Le projet en lui-même était casse-gueule : réaliser un portrait (à la fois fidèle et romancé) de la vie de la plus grande chanteuse du monde qu'est Céline Dion en lui modifiant son patronyme et en lui donnant les traits d'une actrice et humoriste française qui l'interpréterait à tous les âges de sa vie (en tentant donc de reproduire son accent québécois et ses mimiques). Ce pari osé ne pouvait qu'être une mauvaise idée sur le papier et c'est bien pour cette raison qu'au sortir de la salle de cinéma un étrange sentiment de surprise agréable nous traverse. Comment Valérie Lemercier a-t-elle donc pu créer un film juste et touchant sans tomber dans les terribles affres du biopic ? La réponse à cette interrogation se situe justement dans l'intention initiale de la réalisatrice/actrice dont l'amour pour la chanteuse transperce l'écran.

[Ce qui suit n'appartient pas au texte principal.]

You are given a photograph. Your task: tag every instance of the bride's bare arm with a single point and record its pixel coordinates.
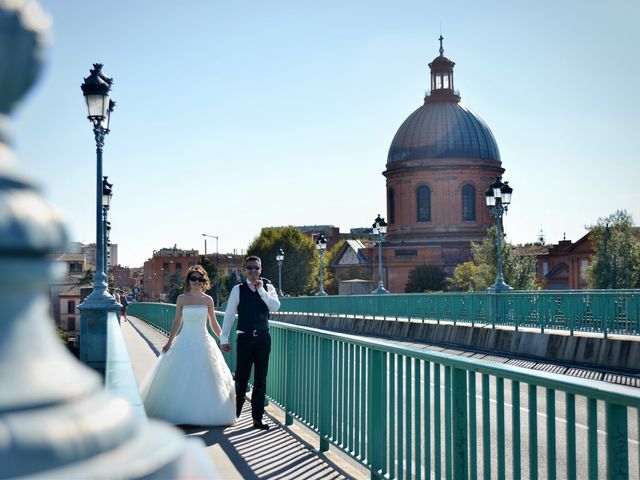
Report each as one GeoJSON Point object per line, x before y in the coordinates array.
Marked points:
{"type": "Point", "coordinates": [175, 328]}
{"type": "Point", "coordinates": [213, 321]}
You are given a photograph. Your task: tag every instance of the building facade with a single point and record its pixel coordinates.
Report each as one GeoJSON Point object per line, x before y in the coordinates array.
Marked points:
{"type": "Point", "coordinates": [440, 162]}
{"type": "Point", "coordinates": [155, 282]}
{"type": "Point", "coordinates": [563, 266]}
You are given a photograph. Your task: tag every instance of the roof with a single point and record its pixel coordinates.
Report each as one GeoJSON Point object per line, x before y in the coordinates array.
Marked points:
{"type": "Point", "coordinates": [351, 254]}
{"type": "Point", "coordinates": [68, 257]}
{"type": "Point", "coordinates": [443, 130]}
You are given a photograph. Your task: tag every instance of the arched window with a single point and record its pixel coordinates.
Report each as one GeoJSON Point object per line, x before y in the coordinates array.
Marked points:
{"type": "Point", "coordinates": [423, 201]}
{"type": "Point", "coordinates": [468, 203]}
{"type": "Point", "coordinates": [391, 199]}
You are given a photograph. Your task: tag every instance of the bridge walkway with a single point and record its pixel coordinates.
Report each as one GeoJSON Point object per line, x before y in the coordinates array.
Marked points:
{"type": "Point", "coordinates": [239, 451]}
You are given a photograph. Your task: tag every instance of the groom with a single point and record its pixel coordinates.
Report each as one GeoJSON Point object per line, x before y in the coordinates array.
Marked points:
{"type": "Point", "coordinates": [252, 301]}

Ce qui comptait pour Valérie Lemercier c'était d'abord et surtout de raconter la vie de Céline Dion au prisme de son amour pour René (ici Guy-Claude) et c'est précisément par ce biais que la cinéaste réussit à retransmettre sa propre admiration pour la chanteuse. Il ne s'agit pas seulement ici d'un déploiement de faits et d'événements concernant le personnage biographié, comme c'est le cas dans beaucoup de récents biopics, mais plutôt d'une représentation d'une très grande tendresse pour tout ce qui gravite autour de la star. Ses joies et ses peines sont livrées aux spectateurs avec la plus grande des générosités, parfois excessivement mais de manière toujours juste, et c'est bien l'interprétation de Valérie Lemercier qui en est la qualité première. En effet, le pouvoir tragi-comique de la comédienne donne au personnage d'Aline une force à la fois grave et frivole et qui concède donc une certaine nuance, recherchée, au film. Parallèlement à la performance de l'actrice, le ton d'Aline permet une nouvelle fois au film d'élever les spécificités de son caractère biographique. Effectivement, Aline oscille en permanence entre premier et millième degré, entre sérieux et frivole et c'est précisément la grande force du film : ne pas se prendre au sérieux tout en révélant un grand dévouement pour raconter la vie d'une star adorée.
Lemercier, qui tient là son meilleur film, déjoue donc toutes les attentes grâce à la tendresse qu'elle porte à son personnage et à celle qu'il est censé représenter. La dernière séquence, la plus belle du film, apparaît alors comme un feu d'artifice où Aline/Céline/Valérie se révèle à travers la performance entière et formidable de la chanson "Ordinaire" qui nous prouve une fois de plus que ce film n'a justement rien d'ordinaire.